🤖 AI Summary
Optimizing configurations for LLM-based agent systems faces a prohibitively large search space, where existing heuristic or exhaustive methods suffer from low efficiency and poor effectiveness. Method: This paper proposes a lightweight multi-view performance predictor that jointly encodes three workflow representations—code architecture, textual prompts, and interaction graphs—incorporating graph neural networks and prompt embeddings, and introduces a novel cross-domain unsupervised pretraining paradigm to drastically reduce reliance on costly real-task evaluations. Contribution/Results: Evaluated on three domain-specific benchmarks, our method surpasses state-of-the-art approaches in both prediction accuracy and workflow practicality: it reduces task success rate prediction error by 27.3% and cuts trial-and-error evaluation overhead by 81%, thereby significantly accelerating the identification of optimal agent workflows.
📝 Abstract
Large language models (LLMs) have demonstrated remarkable capabilities across diverse tasks, but optimizing LLM-based agentic systems remains challenging due to the vast search space of agent configurations, prompting strategies, and communication patterns. Existing approaches often rely on heuristic-based tuning or exhaustive evaluation, which can be computationally expensive and suboptimal. This paper proposes Agentic Predictor, a lightweight predictor for efficient agentic workflow evaluation. Agentic Predictor is equipped with a multi-view workflow encoding technique that leverages multi-view representation learning of agentic systems by incorporating code architecture, textual prompts, and interaction graph features. To achieve high predictive accuracy while significantly reducing the number of required workflow evaluations for training a predictor, Agentic Predictor employs cross-domain unsupervised pretraining.
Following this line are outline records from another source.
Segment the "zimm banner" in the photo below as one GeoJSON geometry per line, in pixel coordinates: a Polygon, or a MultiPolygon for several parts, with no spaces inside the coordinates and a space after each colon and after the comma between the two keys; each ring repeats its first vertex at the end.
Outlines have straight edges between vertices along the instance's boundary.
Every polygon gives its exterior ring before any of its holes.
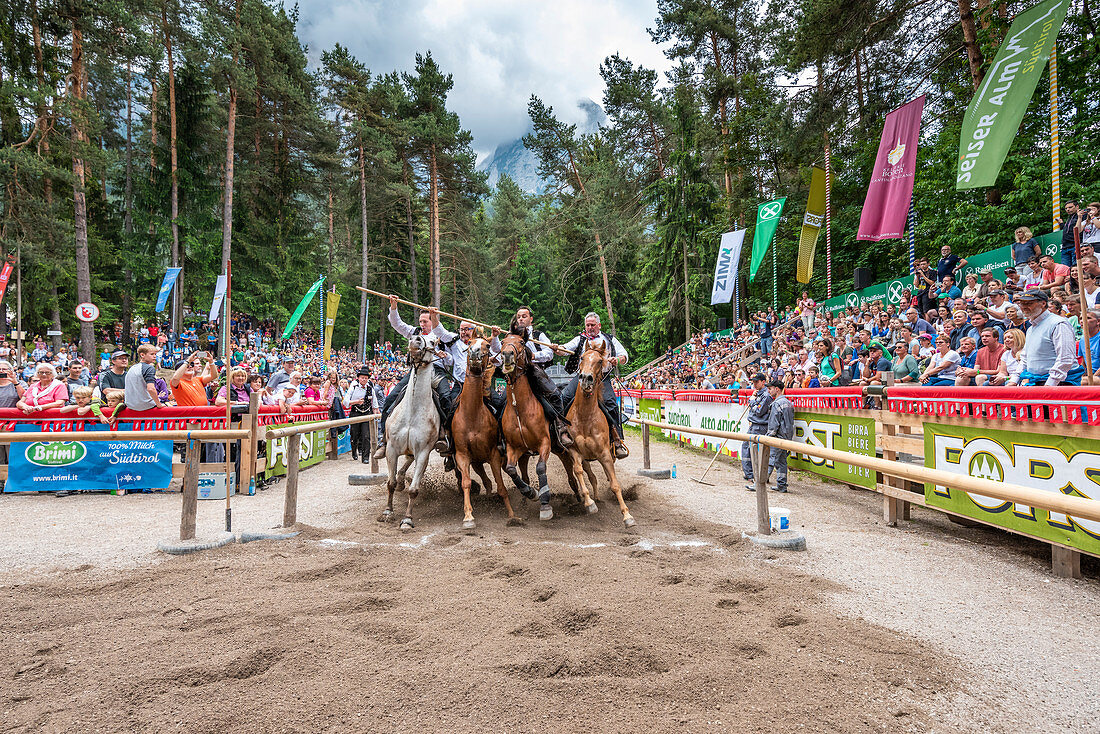
{"type": "MultiPolygon", "coordinates": [[[[1043,252],[1053,255],[1055,259],[1058,258],[1058,252],[1062,249],[1060,231],[1044,234],[1037,239],[1043,247],[1043,252]]],[[[959,284],[960,286],[966,285],[965,278],[967,275],[970,273],[977,274],[986,267],[990,269],[994,278],[1003,282],[1004,269],[1012,264],[1012,248],[1009,245],[967,258],[966,266],[959,271],[959,284]]],[[[862,308],[866,304],[875,300],[881,300],[883,306],[889,306],[890,304],[897,306],[901,303],[901,293],[905,288],[913,289],[912,275],[903,275],[886,283],[877,283],[861,291],[853,291],[843,296],[835,296],[823,302],[821,307],[829,314],[837,314],[849,306],[853,308],[862,308]]]]}
{"type": "MultiPolygon", "coordinates": [[[[924,424],[930,469],[1045,492],[1100,499],[1100,441],[1050,434],[924,424]]],[[[1100,523],[934,484],[925,502],[1022,535],[1100,554],[1100,523]]]]}

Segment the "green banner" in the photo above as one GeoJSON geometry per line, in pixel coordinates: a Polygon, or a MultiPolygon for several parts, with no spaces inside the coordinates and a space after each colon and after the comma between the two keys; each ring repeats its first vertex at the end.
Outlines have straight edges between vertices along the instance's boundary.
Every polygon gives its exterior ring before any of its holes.
{"type": "Polygon", "coordinates": [[[756,280],[756,272],[768,254],[768,245],[776,237],[779,218],[783,216],[783,204],[787,197],[765,201],[757,207],[757,226],[752,232],[752,261],[749,263],[749,281],[756,280]]]}
{"type": "MultiPolygon", "coordinates": [[[[924,460],[931,469],[1030,486],[1055,494],[1100,499],[1100,441],[989,428],[924,424],[924,460]]],[[[1100,523],[1002,502],[934,484],[930,506],[1043,540],[1100,554],[1100,523]]]]}
{"type": "MultiPolygon", "coordinates": [[[[1053,255],[1054,259],[1057,260],[1058,253],[1062,250],[1062,232],[1059,231],[1043,234],[1037,239],[1043,248],[1043,252],[1048,255],[1053,255]]],[[[959,271],[959,286],[961,287],[966,285],[965,278],[969,273],[978,273],[986,267],[989,267],[990,271],[992,271],[996,280],[1003,283],[1004,269],[1012,264],[1012,248],[1008,245],[967,258],[966,267],[959,271]]],[[[910,275],[903,275],[902,277],[897,277],[892,281],[887,281],[886,283],[877,283],[868,286],[862,291],[853,291],[851,293],[846,293],[843,296],[829,298],[822,304],[822,308],[829,314],[837,314],[838,311],[843,311],[848,306],[862,308],[865,304],[869,304],[873,300],[881,300],[883,306],[889,306],[890,304],[897,306],[901,304],[901,292],[905,288],[913,291],[913,278],[910,275]]]]}
{"type": "Polygon", "coordinates": [[[317,295],[317,292],[320,291],[322,283],[324,283],[323,275],[317,278],[317,283],[309,286],[309,291],[307,291],[306,295],[301,297],[301,302],[298,304],[298,307],[295,308],[294,314],[290,315],[290,320],[286,322],[286,328],[283,329],[283,336],[279,337],[280,339],[289,337],[290,332],[294,331],[294,327],[298,326],[301,315],[306,313],[306,307],[309,306],[309,302],[312,300],[314,296],[317,295]]]}
{"type": "MultiPolygon", "coordinates": [[[[818,448],[848,451],[875,457],[875,420],[821,413],[794,414],[794,440],[818,448]]],[[[787,464],[791,469],[812,471],[847,484],[875,489],[876,476],[870,469],[818,459],[805,453],[792,453],[787,464]]]]}
{"type": "Polygon", "coordinates": [[[997,182],[1068,9],[1069,0],[1046,0],[1012,22],[963,118],[955,188],[997,182]]]}
{"type": "MultiPolygon", "coordinates": [[[[283,428],[290,424],[279,424],[268,426],[268,428],[283,428]]],[[[324,441],[327,430],[315,430],[301,435],[298,443],[298,468],[305,469],[316,463],[324,461],[324,441]]],[[[267,441],[267,465],[264,468],[264,478],[286,475],[286,449],[290,439],[288,437],[273,438],[267,441]]]]}

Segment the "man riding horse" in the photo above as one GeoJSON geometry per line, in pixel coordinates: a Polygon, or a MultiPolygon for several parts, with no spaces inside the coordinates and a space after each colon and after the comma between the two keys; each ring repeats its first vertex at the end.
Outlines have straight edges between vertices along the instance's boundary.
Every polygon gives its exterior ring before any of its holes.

By learning to approximate task success rates, Agentic Predictor enables fast and accurate selection of optimal agentic workflow configurations for a given task, significantly reducing the need for expensive trial-and-error evaluations. Experiments on a carefully curated benchmark spanning three domains show that our predictor outperforms state-of-the-art methods in both predictive accuracy and workflow utility, highlighting the potential of performance predictors in streamlining the design of LLM-based agentic workflows.